[Libvir] RFC PATCH - Initial NodeGetCellsFreeMemory patch

Here is my first pass at a patch for accessing the available memory associated with each NUMA cell through libvirt. The initial framework patch provided by Daniel Veillard is a prereq of this patch: https://www.redhat.com/archives/libvir-list/2007-September/msg00069.html I have not yet tested this. I'm just distributing for comments. A few comments/questions: 1) I think I got the versioning stuff right but that deserves a close look. 2) In Daniel's patch, libvirt.h and libvirt.h.in were identical. I assumed the patch would be before running autogen.sh, and only contain changes in libvirt.h.in, so that's how I did mine. Let me know if I misunderstand something here. 3) I had to put #ifdef PROXY around calls to virXenErrorFunc in xenHypervisorNodeGetCellsFreeMemory to get this to build. I haven't figured out how the proxy code works so am not sure if this is the right approach. -- Elizabeth Kon (Beth) IBM Linux Technology Center Open Hypervisor Team email: eak@us.ibm.com

On Thu, Sep 20, 2007 at 05:10:49PM -0400, beth kon wrote:
Here is my first pass at a patch for accessing the available memory associated with each NUMA cell through libvirt.
Thanks !
The initial framework patch provided by Daniel Veillard is a prereq of this patch: https://www.redhat.com/archives/libvir-list/2007-September/msg00069.html
That applied fine to my tree using CVS HEAD + the patch.
I have not yet tested this. I'm just distributing for comments.
A few comments/questions: 1) I think I got the versioning stuff right but that deserves a close look.
I looked at it, it looks fine but need testing for the differentiation between 3.1 which doesn't have the feature and current xen-unstable which does.

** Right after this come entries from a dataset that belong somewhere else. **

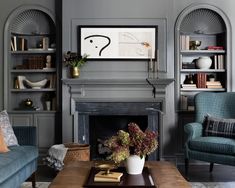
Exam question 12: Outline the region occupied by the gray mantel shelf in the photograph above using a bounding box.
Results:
[62,78,175,86]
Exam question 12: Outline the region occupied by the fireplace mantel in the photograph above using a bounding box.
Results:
[62,78,174,87]
[62,78,174,114]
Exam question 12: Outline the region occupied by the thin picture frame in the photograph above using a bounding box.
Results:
[78,25,157,60]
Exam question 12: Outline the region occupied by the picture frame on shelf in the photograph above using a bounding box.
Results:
[78,25,158,60]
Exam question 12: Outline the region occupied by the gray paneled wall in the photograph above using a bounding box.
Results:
[0,0,235,162]
[63,0,235,162]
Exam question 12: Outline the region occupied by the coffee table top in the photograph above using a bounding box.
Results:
[49,161,191,188]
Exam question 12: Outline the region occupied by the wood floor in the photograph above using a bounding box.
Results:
[178,165,235,182]
[37,165,235,183]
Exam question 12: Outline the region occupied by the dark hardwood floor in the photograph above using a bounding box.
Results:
[178,165,235,182]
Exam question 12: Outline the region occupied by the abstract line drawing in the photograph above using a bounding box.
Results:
[84,35,111,56]
[78,26,157,59]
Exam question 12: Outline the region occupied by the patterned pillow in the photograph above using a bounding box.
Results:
[0,127,10,153]
[203,116,235,138]
[0,110,18,146]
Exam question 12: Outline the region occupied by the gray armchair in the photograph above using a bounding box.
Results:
[184,92,235,176]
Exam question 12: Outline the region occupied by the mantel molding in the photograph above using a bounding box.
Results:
[62,78,174,114]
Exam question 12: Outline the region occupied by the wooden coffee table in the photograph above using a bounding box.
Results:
[49,161,191,188]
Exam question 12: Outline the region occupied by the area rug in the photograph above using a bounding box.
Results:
[20,182,51,188]
[190,182,235,188]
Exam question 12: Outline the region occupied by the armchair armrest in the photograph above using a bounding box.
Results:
[13,126,37,146]
[184,122,203,142]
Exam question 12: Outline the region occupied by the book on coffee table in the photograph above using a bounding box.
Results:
[84,167,156,188]
[94,171,123,182]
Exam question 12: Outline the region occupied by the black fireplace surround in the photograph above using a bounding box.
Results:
[75,102,162,160]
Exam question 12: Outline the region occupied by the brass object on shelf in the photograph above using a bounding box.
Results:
[70,67,80,78]
[189,40,202,50]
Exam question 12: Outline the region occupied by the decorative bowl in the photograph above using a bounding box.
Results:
[196,56,212,69]
[24,79,47,89]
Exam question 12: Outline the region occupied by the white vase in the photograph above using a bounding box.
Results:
[196,56,212,69]
[126,155,145,175]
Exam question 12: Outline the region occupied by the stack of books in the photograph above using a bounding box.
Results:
[196,73,207,88]
[94,171,123,182]
[206,81,223,89]
[181,84,197,89]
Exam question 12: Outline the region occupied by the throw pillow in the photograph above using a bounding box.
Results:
[0,110,18,146]
[0,127,10,153]
[203,116,235,138]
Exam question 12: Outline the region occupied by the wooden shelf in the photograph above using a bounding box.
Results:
[11,88,56,93]
[180,50,225,55]
[10,68,56,73]
[180,88,226,92]
[180,69,226,73]
[11,48,56,55]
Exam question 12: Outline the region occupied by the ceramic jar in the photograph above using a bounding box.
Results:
[126,155,145,175]
[196,56,212,69]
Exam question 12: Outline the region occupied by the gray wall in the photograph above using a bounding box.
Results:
[62,0,235,159]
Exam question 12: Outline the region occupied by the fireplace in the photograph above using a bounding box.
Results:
[74,102,161,160]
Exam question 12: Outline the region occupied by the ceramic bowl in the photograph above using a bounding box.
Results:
[24,79,47,89]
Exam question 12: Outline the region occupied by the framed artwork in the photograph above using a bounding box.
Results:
[78,26,157,59]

2) In Daniel's patch, libvirt.h and libvirt.h.in were identical. I
nearly identical, yes
assumed the patch would be before running autogen.sh, and only contain changes in libvirt.h.in, so that's how I did mine. Let me know if I misunderstand something here.
That's right, I just provided both as that's what CVS diff gave after autogen, no problem here.
3) I had to put #ifdef PROXY around calls to virXenErrorFunc in xenHypervisorNodeGetCellsFreeMemory to get this to build. I haven't figured out how the proxy code works so am not sure if this is the right approach.
It compiles only a subset of the xen_internal.c code. Don't worry too much about it, the proxy code fate is to disapear at some point.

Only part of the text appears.